隣国からの避難民を共に見張っていた同僚、基友人の生存にホッと胸を撫で下ろす。それと共に、別の気がかりも俺は思い出していた。
『残っていた避難民はどうなりましたか......? あの後無事に逃がせたんでしょうか?』
友好国でなかったにしろ、理不尽に住処を奪われた彼らだ。守るのは人間としての義務だった。
せめて少数でも生き残ってくれれば......。
『――残念ながら、我々が到着した頃には"全員"殺されていた。助かった民間人はいない』
悲壮感を漂わせながら、男はハッキリと言う。
ああクソ、結局だ......結局あの足掻きは全て無駄に終わったらしい。
形は違えどまた、俺は神という存在によって守るべきものを失った......。
『エルドくん、僕は君の持つ一貫した姿勢と信念を気に入っている。神が嫌いなんだろう?』
『だとしたら......どうなんです?』
男は一歩踏み出し、ペンに似た何かを取り出した。
『その魔導戦闘服は、着用出来る人間がとにかく少なくてね。帝国軍では今ちょうど運用に相応しい人材を求めている、君とお友達は適合した。どうだい? 僕の下で共に戦わないか?』
『それにメリットは......あるんですか?』
男は待っていたととばかりに頬を吊り上げる。
まるで悪魔のような笑みだ。
『帝国が誇る最高の装備を使いたい時に貸し与えよう。あらゆる高性能銃、対戦車火器を扱う権限もある。もちろん相応に訓練はしてもらうけどね』
男はこちらへ歩み寄りながら続けた。
『信念を貫き通したいなら、君を飾る何もかもをかなぐり捨てて答えてほしい。さあ選びたまえ! 選択は自由! このまま家に真っ直ぐ帰るか、それとも、一気に踏み出し目的へ駆け上がるかだ!!』
自由な選択? そんなもの最初から無い。この男は分かった上で問いている。だからこそ答えよう、信念以外をかなぐり捨てて!

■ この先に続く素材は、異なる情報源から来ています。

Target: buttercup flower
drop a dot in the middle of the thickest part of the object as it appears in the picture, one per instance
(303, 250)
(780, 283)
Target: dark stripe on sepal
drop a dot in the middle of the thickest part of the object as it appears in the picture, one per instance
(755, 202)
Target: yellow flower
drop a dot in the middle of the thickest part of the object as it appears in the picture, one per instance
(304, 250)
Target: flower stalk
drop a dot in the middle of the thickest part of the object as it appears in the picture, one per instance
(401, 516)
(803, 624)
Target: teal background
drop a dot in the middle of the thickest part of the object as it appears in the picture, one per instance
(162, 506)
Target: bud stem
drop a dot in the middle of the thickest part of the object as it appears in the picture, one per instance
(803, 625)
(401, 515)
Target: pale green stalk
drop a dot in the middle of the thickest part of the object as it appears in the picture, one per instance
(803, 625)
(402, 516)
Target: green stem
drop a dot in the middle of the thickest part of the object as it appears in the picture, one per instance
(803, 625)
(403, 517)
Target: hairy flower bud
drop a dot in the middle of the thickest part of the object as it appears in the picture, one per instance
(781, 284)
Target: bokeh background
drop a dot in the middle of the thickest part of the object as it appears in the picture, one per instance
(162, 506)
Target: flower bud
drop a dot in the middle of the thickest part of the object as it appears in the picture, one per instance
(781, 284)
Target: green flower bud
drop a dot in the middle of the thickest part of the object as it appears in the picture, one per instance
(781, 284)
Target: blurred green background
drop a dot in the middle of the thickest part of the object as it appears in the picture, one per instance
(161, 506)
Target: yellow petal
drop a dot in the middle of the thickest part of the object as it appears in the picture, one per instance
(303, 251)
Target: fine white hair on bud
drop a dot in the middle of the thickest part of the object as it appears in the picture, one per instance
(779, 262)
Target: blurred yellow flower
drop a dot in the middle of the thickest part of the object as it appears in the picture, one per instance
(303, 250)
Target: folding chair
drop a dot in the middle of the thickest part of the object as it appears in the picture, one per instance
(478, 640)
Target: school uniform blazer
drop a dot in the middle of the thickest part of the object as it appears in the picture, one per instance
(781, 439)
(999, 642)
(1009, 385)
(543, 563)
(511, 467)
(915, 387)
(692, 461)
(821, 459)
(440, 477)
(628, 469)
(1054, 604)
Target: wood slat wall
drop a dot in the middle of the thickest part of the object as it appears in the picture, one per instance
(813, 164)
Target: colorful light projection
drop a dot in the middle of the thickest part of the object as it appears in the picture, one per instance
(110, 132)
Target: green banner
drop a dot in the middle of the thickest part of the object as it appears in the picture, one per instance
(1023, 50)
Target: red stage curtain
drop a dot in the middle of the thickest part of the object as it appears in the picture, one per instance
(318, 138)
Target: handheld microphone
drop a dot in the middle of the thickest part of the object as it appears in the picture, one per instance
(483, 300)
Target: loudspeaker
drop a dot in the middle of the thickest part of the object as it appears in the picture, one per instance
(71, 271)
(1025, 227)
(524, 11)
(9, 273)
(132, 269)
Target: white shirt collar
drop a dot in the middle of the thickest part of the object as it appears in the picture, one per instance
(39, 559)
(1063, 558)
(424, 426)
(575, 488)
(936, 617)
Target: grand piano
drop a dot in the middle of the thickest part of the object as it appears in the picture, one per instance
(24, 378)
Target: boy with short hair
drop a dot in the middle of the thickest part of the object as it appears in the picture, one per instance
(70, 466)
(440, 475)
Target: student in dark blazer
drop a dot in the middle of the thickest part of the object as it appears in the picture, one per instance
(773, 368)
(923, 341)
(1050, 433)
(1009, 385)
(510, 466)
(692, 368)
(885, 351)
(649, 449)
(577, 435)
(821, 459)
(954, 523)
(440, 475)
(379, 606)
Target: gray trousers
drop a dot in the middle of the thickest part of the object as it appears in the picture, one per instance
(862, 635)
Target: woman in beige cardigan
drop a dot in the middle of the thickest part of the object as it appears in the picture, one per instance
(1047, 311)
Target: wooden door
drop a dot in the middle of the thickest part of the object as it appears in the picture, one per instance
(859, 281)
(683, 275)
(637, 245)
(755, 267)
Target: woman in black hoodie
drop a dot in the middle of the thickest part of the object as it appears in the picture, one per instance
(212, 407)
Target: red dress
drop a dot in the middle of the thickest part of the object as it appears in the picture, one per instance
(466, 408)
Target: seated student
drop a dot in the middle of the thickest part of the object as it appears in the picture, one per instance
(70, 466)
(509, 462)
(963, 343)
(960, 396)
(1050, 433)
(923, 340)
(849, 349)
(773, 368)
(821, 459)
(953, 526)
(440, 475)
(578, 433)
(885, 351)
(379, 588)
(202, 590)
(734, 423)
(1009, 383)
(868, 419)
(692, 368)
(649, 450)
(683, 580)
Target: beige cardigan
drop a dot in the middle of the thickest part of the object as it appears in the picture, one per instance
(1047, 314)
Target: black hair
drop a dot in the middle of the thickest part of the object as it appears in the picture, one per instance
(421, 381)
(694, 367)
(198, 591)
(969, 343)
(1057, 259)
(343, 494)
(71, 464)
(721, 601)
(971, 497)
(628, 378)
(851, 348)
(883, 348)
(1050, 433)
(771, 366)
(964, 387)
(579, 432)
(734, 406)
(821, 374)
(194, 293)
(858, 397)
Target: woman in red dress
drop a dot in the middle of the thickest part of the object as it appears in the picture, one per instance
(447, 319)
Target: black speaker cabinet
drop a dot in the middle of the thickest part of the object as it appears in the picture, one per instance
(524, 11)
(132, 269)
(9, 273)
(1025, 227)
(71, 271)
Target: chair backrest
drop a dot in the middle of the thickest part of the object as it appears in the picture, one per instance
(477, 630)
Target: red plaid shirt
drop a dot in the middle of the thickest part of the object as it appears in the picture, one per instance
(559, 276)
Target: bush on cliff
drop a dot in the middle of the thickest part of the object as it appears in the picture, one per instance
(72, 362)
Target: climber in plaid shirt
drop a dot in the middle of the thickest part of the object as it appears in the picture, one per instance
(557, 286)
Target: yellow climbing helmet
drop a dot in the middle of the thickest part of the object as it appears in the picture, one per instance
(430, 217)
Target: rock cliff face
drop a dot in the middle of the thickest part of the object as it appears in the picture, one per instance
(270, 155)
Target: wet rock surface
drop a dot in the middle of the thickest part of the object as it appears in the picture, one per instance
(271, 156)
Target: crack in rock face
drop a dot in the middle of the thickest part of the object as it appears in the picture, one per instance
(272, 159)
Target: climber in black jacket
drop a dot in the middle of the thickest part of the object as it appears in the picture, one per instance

『俺は神を殲滅する!! 妄言を語る嘘八百な存在から人類を切り離し、己が意志でもって戦おう! その為なら......俺はたとえ悪魔のような貴方とでも喜んで手を結ぶ!』
目を見開き、莫大な魔力を放出しながら俺は叫んだ。
眼前に立つ男は手を差し出すと一言。
『合格だ』
呟いた。
楽しげに、愉快そうに、何より嬉しそうな男の手を、俺はガッチリと握った。
『歓迎しようエルド君。ようこそ第315魔装化機動大隊へ、大隊長のジーク・ラインメタル少佐だ』
忘れようのないあの日を夢想し、俺は自室のベッドで眠りについた。
【大隊】
部隊単位の一つ。国や時代によって異なるが、歩兵の場合は大体千人ほどで構成される。